Accessing Camera Images via UDP or similar

I am currently using the camera sensor in gazebo to drop images to a directory at a specified frame rate.

I would rather access these images over UDP. I’m open to the format.

I have noticed that the PX4 sitl has a gstreamer camera plugin
libgazebo_gst_camera_plugin.so

Does something similar exist in Ardupilot sitl?

Note it doesn’t have to be gstreamer - I’m just trying to remove the whole drop to filesystem and read from filesystem inefficiency.

I’m asking what would be the best approach:

  • try and port the PX4_sitl plugin

  • edit the current camera sensor plugin and augment it to send images over UDP (instead of to the file system)

  • some other existing plugin that I am not aware of

  • some other way that I am not yet aware of.

Note: I want to run without ROS in the picture.

Hmmm maybe this is more of a question for the Gazebo forum? Perhaps I’ve confused myself because the gst_streamer plugin comes with PX4_sitl compilation.

Ok. I have solved my problem.

I’m using Ardupilot_sitl and I could not find anything in ardupilot sitl that referenced video streaming.
There is a gazebo plugin that I found available in PX4_sitl
So this is how I accessed it for use in gazebo/ardupilot_sitl

git clone https://github.com/PX4/PX4-Autopilot.git --recursive

Edit the build.sh file to get gazebo9 it changes depending on ubuntu version.
Later ubuntu versions will automatically want to build for gazebo11 etc
But we need a build for gazebo9 (or whatever you are running).
So edit to fix, then run

bash ./PX4-Autopilot/Tools/setup/ubuntu.sh —no-nuttx

Once build we need some plugins compiled which will only be compiled
for certain models - in this case the typhoon_h480 model

cd ./PX4-Autopilot
make px4_sitl gazebo_typhoon_h480

This will start gazebo with that model, just exit.
After that

cd build/px4_sitl_default/build_gazebo

You’ll find a bunch of plugins. You can either change your env variable to add this directory or
copy the ones you want to use to the place where gazebo looks for its plugins.

You’ll be interested in:

libgazebo_gst_camera_plugin.so
libgazebo_video_stream_widget.so
and possibly 
libgazebo_camera_manager_plugin.so  -- if you want to control from QGroundControl 

In the your model.sdf where you have the vehicle camera you should add"
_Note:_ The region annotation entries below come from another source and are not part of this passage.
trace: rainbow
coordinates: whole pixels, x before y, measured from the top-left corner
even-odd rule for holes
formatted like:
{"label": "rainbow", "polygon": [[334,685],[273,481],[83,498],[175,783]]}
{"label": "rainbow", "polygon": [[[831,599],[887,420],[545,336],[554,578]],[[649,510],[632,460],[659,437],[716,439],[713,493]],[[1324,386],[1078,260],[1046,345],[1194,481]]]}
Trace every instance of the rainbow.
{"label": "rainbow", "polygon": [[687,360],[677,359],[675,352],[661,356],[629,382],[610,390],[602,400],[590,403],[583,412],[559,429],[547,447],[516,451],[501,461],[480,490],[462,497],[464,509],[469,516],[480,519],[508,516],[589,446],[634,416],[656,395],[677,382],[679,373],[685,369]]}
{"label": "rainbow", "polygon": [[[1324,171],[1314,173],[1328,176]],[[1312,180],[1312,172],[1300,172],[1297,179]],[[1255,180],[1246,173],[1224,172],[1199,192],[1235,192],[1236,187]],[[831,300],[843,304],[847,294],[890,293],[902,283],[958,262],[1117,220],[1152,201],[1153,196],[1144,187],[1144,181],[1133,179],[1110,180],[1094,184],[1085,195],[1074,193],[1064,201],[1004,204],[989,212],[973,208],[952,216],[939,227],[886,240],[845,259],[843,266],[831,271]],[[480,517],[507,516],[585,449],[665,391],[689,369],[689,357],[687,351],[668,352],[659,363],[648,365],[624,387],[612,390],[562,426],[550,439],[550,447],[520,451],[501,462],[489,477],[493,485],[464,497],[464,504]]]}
        <plugin name="GstCameraPlugin" filename="libgazebo_gst_camera_plugin.so">
            <robotNamespace></robotNamespace>
            <udpHost>ip-where-you-want-to-send-the-stream</udpHost>
            <udpPort>port-where-you-want-to-send-the-stream</udpPort>
        </plugin>

In the .world that you are invoking add:

<gui>
        <plugin name="video_widget" filename="libgazebo_video_stream_widget.so"/>
</gui>

This will make a gui button appear that allows you to stop start the video stream. Default is on.

If you are looking to add the camera manager plugin so that you can control the video feed with QGroundControl see the typhoon_h480.sdf for an example. I didn’t need this feature so I have not tested it.

Once you start gazebo with the above changes check that you have no errors and that the plugins have been found.

Then you can start a gstreamer pipeline to display the video,e.g.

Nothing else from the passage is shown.